Doch gerade in diesen düsteren Aussichten liegt auch die tiefste Relevanz der Amazonischen Gegen-Erzählung. Die Forschung von Eduardo Neves Góes, Michael Heckenberger und Marcos Pereira Magalhães enthüllt nicht nur eine verborgene Geschichte komplexer, nachhaltiger Zivilisationen im Amazonasraum. Sie bietet auch ein fundamentales Gegen-Skript zu unserer vorherrschenden Denkweise:
Das Narrativ vom „ertraglosen Amazonas“ ist die historische Entsprechung von Hararis Angst vor „nutzlosen Menschen“ im Zeitalter der KI. Beide Erzählungen entspringen einem „Skript“, das den Wert von Existenz und Lebewesen an eine enge, oft ökonomisch definierte „Nützlichkeit“ oder „Produktivität“ knüpft. Was nicht in dieses Schema passt, wird als wertlos, unproduktiv oder gar gefährlich abgewertet und damit zum Ziel von Kontrolle, Umformung oder gar Eliminierung.
Die Amazonische „Terra Preta“ und die agroforstwirtschaftlichen Systeme beweisen, dass menschliche Kulturen über Jahrtausende hinweg in symbiotischer Koexistenz mit der Natur existieren und sogar ihre Produktivität steigern können, ohne sie zu zerstören. Dies ist ein „Skript“ der Anpassung, Kooperation und des Aufbaus, im Gegensatz zum destruktiven Skript der Beherrschung und Ausbeutung.

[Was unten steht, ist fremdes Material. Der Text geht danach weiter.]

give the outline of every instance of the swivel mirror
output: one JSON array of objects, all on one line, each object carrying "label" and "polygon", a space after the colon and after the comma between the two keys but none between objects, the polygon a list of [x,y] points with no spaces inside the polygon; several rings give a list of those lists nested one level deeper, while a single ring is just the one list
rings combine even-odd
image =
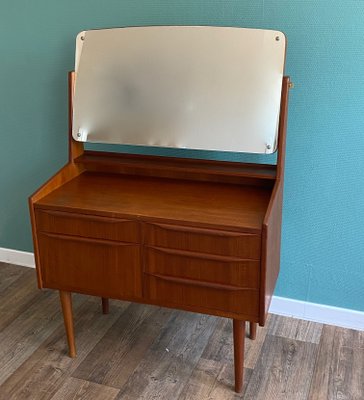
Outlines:
[{"label": "swivel mirror", "polygon": [[272,153],[285,36],[158,26],[77,37],[73,138],[83,142]]}]

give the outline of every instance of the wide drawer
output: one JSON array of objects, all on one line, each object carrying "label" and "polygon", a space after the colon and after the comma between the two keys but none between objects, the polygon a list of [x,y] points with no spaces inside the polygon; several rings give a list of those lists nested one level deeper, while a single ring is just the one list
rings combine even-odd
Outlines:
[{"label": "wide drawer", "polygon": [[40,233],[38,243],[44,287],[141,297],[139,245],[53,233]]},{"label": "wide drawer", "polygon": [[182,225],[147,223],[144,242],[152,246],[260,259],[257,234],[202,229]]},{"label": "wide drawer", "polygon": [[186,250],[145,247],[144,271],[157,277],[177,277],[226,289],[259,288],[259,261]]},{"label": "wide drawer", "polygon": [[35,218],[40,232],[139,242],[139,225],[132,220],[49,210],[36,210]]},{"label": "wide drawer", "polygon": [[144,277],[146,296],[157,303],[180,308],[193,307],[196,312],[218,311],[256,318],[259,314],[258,291],[213,285],[173,276]]}]

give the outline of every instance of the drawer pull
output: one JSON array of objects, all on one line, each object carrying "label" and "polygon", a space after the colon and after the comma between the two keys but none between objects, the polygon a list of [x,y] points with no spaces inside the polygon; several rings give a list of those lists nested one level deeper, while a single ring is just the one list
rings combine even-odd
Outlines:
[{"label": "drawer pull", "polygon": [[239,258],[239,257],[233,257],[233,256],[220,256],[220,255],[209,254],[209,253],[197,253],[195,251],[189,251],[189,250],[167,249],[167,248],[158,247],[158,246],[147,246],[147,247],[152,250],[159,251],[160,253],[164,253],[164,254],[171,254],[171,255],[190,257],[190,258],[200,258],[203,260],[219,261],[219,262],[224,262],[224,263],[254,261],[254,260],[251,260],[248,258]]},{"label": "drawer pull", "polygon": [[255,289],[251,289],[251,288],[247,288],[247,287],[226,285],[226,284],[223,284],[223,283],[213,283],[213,282],[207,282],[207,281],[198,281],[198,280],[195,280],[195,279],[179,278],[179,277],[170,276],[170,275],[152,274],[150,272],[145,272],[145,274],[153,276],[154,278],[157,278],[157,279],[162,279],[164,281],[168,281],[168,282],[172,282],[172,283],[181,283],[181,284],[190,285],[190,286],[199,286],[199,287],[204,287],[204,288],[218,289],[218,290],[229,290],[229,291],[240,291],[240,290],[256,291]]},{"label": "drawer pull", "polygon": [[73,218],[73,219],[83,219],[87,221],[95,221],[95,222],[107,222],[110,224],[116,224],[120,222],[130,222],[128,219],[122,218],[110,218],[110,217],[101,217],[99,215],[89,215],[89,214],[75,214],[66,211],[48,211],[48,210],[41,210],[42,213],[48,214],[54,217],[63,217],[63,218]]},{"label": "drawer pull", "polygon": [[72,240],[73,242],[83,242],[83,243],[100,243],[107,244],[108,246],[135,246],[134,243],[127,242],[117,242],[115,240],[105,240],[105,239],[94,239],[94,238],[86,238],[82,236],[72,236],[72,235],[63,235],[59,233],[49,233],[49,232],[40,232],[41,235],[58,238],[62,240]]},{"label": "drawer pull", "polygon": [[255,233],[246,232],[231,232],[231,231],[219,231],[215,229],[208,228],[196,228],[191,226],[183,225],[168,225],[168,224],[152,224],[158,226],[159,228],[166,229],[174,232],[186,232],[186,233],[200,233],[211,236],[222,236],[222,237],[240,237],[240,236],[256,236]]},{"label": "drawer pull", "polygon": [[140,225],[135,220],[103,217],[94,214],[36,210],[38,232],[79,236],[117,242],[140,242]]}]

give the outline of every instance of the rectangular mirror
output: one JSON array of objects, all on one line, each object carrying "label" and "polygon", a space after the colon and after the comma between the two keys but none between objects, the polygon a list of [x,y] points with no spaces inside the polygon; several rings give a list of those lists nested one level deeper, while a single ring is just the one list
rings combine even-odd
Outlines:
[{"label": "rectangular mirror", "polygon": [[282,32],[151,26],[76,39],[73,138],[272,153],[285,63]]}]

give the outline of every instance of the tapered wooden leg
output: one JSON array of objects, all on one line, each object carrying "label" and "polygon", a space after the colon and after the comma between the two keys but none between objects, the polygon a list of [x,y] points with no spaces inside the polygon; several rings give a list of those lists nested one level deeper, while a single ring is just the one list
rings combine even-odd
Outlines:
[{"label": "tapered wooden leg", "polygon": [[249,322],[249,338],[252,340],[257,337],[257,325],[256,322]]},{"label": "tapered wooden leg", "polygon": [[235,392],[241,393],[244,381],[245,321],[233,320]]},{"label": "tapered wooden leg", "polygon": [[102,313],[109,314],[109,299],[106,297],[101,297],[102,301]]},{"label": "tapered wooden leg", "polygon": [[73,330],[72,315],[72,294],[70,292],[59,291],[61,298],[64,326],[66,328],[69,356],[76,357],[75,333]]}]

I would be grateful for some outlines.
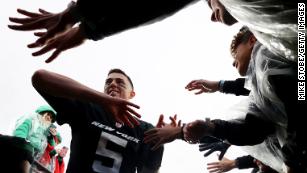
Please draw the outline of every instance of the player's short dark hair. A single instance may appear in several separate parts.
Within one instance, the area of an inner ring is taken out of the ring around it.
[[[230,45],[231,55],[234,56],[234,52],[241,43],[247,43],[248,39],[253,35],[247,26],[243,26],[239,32],[234,36]]]
[[[126,76],[126,77],[128,78],[128,80],[129,80],[131,86],[132,86],[132,89],[134,89],[134,86],[133,86],[133,83],[132,83],[131,78],[130,78],[123,70],[121,70],[121,69],[119,69],[119,68],[114,68],[114,69],[111,69],[111,70],[109,71],[108,75],[110,75],[111,73],[120,73],[120,74]]]

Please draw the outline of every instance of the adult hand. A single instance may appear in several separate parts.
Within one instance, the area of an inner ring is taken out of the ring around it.
[[[161,114],[158,120],[158,123],[156,125],[157,128],[162,128],[165,126],[172,126],[172,127],[180,127],[181,126],[181,120],[177,122],[177,114],[175,114],[173,117],[170,116],[169,119],[171,120],[170,123],[164,122],[164,115]]]
[[[152,150],[158,149],[161,145],[179,139],[181,136],[181,127],[165,126],[162,128],[153,128],[145,132],[144,142],[153,143]]]
[[[17,9],[17,12],[26,16],[26,18],[10,17],[9,20],[19,25],[8,25],[10,29],[18,31],[32,31],[38,29],[46,29],[46,32],[36,32],[34,35],[40,38],[28,47],[34,48],[44,45],[55,35],[71,28],[77,21],[70,14],[75,7],[72,3],[66,10],[60,13],[50,13],[43,9],[39,9],[39,13],[29,12],[23,9]]]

Die Lehre aus Diamond, Harari und den Amazonischen Gegen-Erzählungen ist klar: Unsere größten Herausforderungen – von der Klimakrise bis zur sozialen Ungleichheit – sind Symptome von fehlerhaften „Skripten“. Diese Skripte bestimmen, wie wir Realität konstruieren, welche Bedürfnisse wir priorisieren und welche Strategien wir zur Problemlösung wählen. Sie verdecken die Vielfalt möglicher Wege und die oft zerstörerischen Konsequenzen unserer „Lösungen“.
Der Weg in eine lebenswerte Zukunft erfordert eine radikale „Recodierung“ dieser Skripte. Es bedeutet, die blinden Flecken der eurozentrischen Geschichtsschreibung zu erkennen, die vermeintlichen Fortschritte kritisch zu hinterfragen und die „alltägliche Magie“ der Menschheit neu zu entdecken – jene Fähigkeit zur Koexistenz, Resilienz und Schöpfung, die die indigenen Kulturen Amazoniens über Jahrtausende hinweg bewiesen haben. Nur so können wir die psychologischen Blockaden überwinden und uns von den „unsichtbaren Fesseln unserer Wahrnehmung“ befreien, um neue, tragfähige „Skripte“ für eine Welt zu schreiben, in der Mensch und Natur gemeinsam florieren können.